Recursive listing of SatRain data files.

Parameters:

path – A path pointing to a directory containing SatRain files.

Returns:

A dictionary containing all sub-directories

load_json_maybe_gzipped(path: Path)[source]

Loads a JSON file, handling both plain and gzipped (.gz) files.

Parameters:

path – A Path object pointing to the file to read.

Returns:

The deserialized Python object.

load_tabular_data(dataset_name: str, base_sensor: str, geometry: str, split: str, subset: str, retrieval_input: List[str | Dict[str, Any] | InputConfig], target_config: TargetConfig | None = None, data_path: Path | None = None)[source]

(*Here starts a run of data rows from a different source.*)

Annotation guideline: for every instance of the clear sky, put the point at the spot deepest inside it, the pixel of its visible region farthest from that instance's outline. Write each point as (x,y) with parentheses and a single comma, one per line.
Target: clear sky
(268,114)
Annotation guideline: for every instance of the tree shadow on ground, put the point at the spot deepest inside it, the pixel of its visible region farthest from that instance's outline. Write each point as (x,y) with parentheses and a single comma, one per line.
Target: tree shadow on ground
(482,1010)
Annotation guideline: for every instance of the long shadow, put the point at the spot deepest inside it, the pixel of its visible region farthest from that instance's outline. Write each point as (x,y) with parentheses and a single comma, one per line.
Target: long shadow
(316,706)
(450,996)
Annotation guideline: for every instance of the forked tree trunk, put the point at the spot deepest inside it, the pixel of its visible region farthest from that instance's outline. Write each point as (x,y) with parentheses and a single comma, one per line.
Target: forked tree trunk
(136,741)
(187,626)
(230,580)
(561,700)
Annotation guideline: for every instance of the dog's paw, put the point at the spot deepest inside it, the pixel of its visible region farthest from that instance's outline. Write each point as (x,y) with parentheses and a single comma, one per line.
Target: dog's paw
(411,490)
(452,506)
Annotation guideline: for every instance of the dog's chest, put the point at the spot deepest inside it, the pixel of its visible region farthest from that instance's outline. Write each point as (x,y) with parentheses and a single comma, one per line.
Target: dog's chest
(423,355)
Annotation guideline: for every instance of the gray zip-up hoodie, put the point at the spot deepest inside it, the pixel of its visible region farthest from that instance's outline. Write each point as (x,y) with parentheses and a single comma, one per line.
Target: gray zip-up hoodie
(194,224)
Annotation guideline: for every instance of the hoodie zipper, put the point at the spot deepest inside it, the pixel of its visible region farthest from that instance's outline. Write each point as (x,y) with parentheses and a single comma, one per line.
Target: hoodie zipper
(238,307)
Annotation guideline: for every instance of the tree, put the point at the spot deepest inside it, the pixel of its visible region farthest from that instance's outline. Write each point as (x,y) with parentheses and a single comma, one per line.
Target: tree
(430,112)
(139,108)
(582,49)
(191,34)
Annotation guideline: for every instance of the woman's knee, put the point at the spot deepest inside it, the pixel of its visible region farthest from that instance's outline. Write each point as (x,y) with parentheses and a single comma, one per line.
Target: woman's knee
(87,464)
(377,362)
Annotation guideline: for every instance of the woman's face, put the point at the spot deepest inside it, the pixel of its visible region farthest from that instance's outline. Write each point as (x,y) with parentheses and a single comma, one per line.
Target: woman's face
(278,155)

Load data in tabular format.

Parameters:
  • dataset_name – The name of the dataset.

  • base_sensor – The base sensor.

  • geometry – The geometry, i.e., ‘on_swath’ or ‘gridded’.

  • split – Training or validation.

  • subset – The subset: ‘xs’, ‘s’, ‘m’, ‘l’, ‘xl’

  • retrieval_input – A list specifying the retrieval input.

  • target_config – A config dict or object defining the target data configuration.

  • data_path – Optional path pointing to the local data path.

Returns:

A tuple input_data, target with input_data being a dictionary containing the retrieval input as separate xarray.Datasets and target containing the target data.

progress_bar_or_not(progress_bar: bool) Progress | None[source]

Context manager for a optional progress bar.